「なぁ、覚えているか?」
ゴゴゴゴゴと地響きが響く中、軀は側にいる飛影に話しかける。
二人は移動要塞百足の外殻に立っていた。魔界の木々をへし折りながら進む百足はそれなりのスピードで走っている。本来であればバランスを取って立つ事も難しいのだが軀が小さな結界を張って衝撃を緩和しているおかげで止まっている時と同様に立つ事ができ、会話も問題なくすることができた。そんな場所で流れる景色を眺めていた二人だったが、軀の問いでようやく二人は顔を見あわせた。
「何をだ?」
「幽助と黄泉の会談を盗み聞きした時に話したことだ」
そう軀に言われ飛影は眉間にシワを寄せながら考える。が、軀の意図が分からず困惑した表情を浮かべた。
当時の軀はまだ顔に呪符を巻いており、公には姿を見せていなかった。
『ちょっと幽助がうらやましい』
あの時一番驚いた言葉。
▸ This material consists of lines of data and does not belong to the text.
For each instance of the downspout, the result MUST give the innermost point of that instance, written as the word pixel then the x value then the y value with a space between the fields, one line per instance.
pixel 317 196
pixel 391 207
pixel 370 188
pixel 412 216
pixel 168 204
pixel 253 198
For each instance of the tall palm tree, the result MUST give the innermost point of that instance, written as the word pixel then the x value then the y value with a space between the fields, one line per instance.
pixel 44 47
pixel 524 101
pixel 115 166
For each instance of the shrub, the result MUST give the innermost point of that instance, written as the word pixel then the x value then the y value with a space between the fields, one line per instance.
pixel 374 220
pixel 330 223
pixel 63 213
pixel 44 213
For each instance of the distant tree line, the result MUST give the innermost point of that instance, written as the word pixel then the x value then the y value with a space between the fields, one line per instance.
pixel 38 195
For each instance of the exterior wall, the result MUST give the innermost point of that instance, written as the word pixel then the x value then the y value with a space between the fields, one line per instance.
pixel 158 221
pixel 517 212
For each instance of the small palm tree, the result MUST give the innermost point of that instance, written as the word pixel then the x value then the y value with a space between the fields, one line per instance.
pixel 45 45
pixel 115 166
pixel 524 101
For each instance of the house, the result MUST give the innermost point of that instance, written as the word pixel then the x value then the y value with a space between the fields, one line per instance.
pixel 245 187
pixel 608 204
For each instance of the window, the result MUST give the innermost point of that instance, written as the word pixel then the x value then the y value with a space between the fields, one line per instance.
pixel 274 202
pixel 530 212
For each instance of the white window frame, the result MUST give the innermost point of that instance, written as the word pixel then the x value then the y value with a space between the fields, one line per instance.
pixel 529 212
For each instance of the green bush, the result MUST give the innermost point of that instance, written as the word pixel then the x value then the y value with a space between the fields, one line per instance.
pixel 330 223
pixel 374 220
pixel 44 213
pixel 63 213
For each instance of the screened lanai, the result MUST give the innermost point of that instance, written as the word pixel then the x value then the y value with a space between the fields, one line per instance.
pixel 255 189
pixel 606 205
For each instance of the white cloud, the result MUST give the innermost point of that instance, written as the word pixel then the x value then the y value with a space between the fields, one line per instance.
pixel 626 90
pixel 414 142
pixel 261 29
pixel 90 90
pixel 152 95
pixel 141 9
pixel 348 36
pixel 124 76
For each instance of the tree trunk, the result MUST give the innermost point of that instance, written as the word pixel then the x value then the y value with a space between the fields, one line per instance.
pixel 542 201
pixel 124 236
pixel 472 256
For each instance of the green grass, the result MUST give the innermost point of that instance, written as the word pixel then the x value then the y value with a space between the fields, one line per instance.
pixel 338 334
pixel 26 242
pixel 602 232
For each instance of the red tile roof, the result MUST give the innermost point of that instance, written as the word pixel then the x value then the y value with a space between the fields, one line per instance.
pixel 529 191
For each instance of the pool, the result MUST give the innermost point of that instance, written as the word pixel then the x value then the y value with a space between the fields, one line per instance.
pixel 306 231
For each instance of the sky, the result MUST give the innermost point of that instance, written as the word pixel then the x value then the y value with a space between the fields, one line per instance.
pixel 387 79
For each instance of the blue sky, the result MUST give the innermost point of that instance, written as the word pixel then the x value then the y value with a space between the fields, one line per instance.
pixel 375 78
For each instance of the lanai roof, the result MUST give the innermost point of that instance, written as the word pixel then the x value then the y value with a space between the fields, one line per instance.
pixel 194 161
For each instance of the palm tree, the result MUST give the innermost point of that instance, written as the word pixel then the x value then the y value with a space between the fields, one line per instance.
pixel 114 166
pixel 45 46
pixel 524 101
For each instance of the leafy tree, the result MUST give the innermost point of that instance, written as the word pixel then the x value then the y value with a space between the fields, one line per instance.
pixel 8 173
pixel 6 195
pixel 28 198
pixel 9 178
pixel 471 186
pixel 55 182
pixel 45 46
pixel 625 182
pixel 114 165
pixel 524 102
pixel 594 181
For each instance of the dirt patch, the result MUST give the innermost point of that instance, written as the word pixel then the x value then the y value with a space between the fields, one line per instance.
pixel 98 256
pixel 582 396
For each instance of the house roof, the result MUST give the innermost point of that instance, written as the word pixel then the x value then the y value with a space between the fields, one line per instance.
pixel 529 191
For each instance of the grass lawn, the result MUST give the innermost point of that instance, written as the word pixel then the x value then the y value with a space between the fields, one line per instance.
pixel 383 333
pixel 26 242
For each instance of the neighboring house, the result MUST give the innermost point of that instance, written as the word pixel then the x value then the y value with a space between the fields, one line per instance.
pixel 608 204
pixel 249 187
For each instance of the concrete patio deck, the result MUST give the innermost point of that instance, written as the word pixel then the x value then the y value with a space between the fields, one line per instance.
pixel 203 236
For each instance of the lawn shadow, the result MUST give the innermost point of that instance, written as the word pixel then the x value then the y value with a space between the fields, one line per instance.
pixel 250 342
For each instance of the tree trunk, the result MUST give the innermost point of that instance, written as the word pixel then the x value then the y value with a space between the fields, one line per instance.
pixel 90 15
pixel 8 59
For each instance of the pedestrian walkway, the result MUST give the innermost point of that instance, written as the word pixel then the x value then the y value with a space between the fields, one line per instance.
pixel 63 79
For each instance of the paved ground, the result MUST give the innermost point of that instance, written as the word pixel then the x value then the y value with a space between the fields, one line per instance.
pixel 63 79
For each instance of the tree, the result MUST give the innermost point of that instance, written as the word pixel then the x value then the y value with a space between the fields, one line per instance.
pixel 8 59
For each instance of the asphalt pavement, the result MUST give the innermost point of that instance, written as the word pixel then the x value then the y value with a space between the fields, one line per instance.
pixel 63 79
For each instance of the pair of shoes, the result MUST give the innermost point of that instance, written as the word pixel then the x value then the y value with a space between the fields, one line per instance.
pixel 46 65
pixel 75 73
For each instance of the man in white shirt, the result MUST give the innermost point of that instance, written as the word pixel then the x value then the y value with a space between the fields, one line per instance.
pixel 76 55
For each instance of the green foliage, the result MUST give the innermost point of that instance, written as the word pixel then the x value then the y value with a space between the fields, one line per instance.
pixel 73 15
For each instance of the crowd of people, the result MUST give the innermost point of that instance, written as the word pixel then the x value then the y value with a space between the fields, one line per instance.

どんな表情でそんな事をいったのか、飛影が知る術はない。
ただ、声音なら今でも覚えている。
「フン、そんな昔の事覚えている訳ないだろう?」
「……そうか。オレは覚えているんだがな。お前がオレの事を『気に入った』と言うとは思ってもいなかったからな。嬉しかったよ」
そう言うと軀は小さく微笑んだ。
「っ! アレはお前が国を解散させるといったから面白い奴だと思ったまでで……」
まさかの答えにしどろもどろになりながら飛影は答える。
「なんだ、覚えてるじゃないか。相変わらず素直じゃないな」
しまったという飛影の顔を見ながら軀は楽しそうにくつくつと笑った。そうしてまた何か思いついたらしくニヤリと笑って再度飛影に尋ねる。
「今ならどうだ? オレが幽助と戦えばお前はどっちにつく?」
一瞬驚いた後、紅い瞳の視線が泳ぐ。
やがて飛影は沈黙したまま今度は軀をじっと睨んだ。そんな飛影を見て軀は肩を竦めた。
「どっちにもつかない……か。相変わらず分かりやすいヤツだな。まぁ、即答でオレを選んでいたらそれはそれでぶっ飛ばしていたところだったかな」
笑いながらそう言う軀に飛影は思わずそっぽを向いて舌打ちした。
なんでも見透かれてしまう。いつまでたっても敵わない相手。
ちらりと軀の方を見れば、目があってニコリと微笑まれた。
「でも迷うくらいにお前に近づけたのは嬉しいよ。ありがとう、飛影」
そんな事を恥ずかし気もなく言うのだから飛影からしたらたまったものではない。気づけば腕を掴んで身体を引き寄せて抱きしめていた。自分の腕の中におさまる体温はとても心地良い。
「……いきなりなんだよ?」
「幽助と戦うような事にはなるなよ?」
「面倒くさい事は嫌いだからそんな事はしないと思うぜ」
くすくすと笑いながら軀は飛影に身体を預けた。
「ところで、百足はどこにいくんだ?」
「とびきりの場所だ。もうすぐ着く」
「ふーん、言うようになったな。変な場所だったら怒るからな」
「……」
やがて見えるであろう景色を見た軀の反応を想像する。
きっと気にいるだろう。ずっとずっと焦がれていた景色なのだから。
今日みたいな日には最適だ。
「軀……」
自分の胸元にいる軀に飛影は囁く。
──ハッピーバースデイ。
一面の花畑で笑うお前を見ようじゃないか。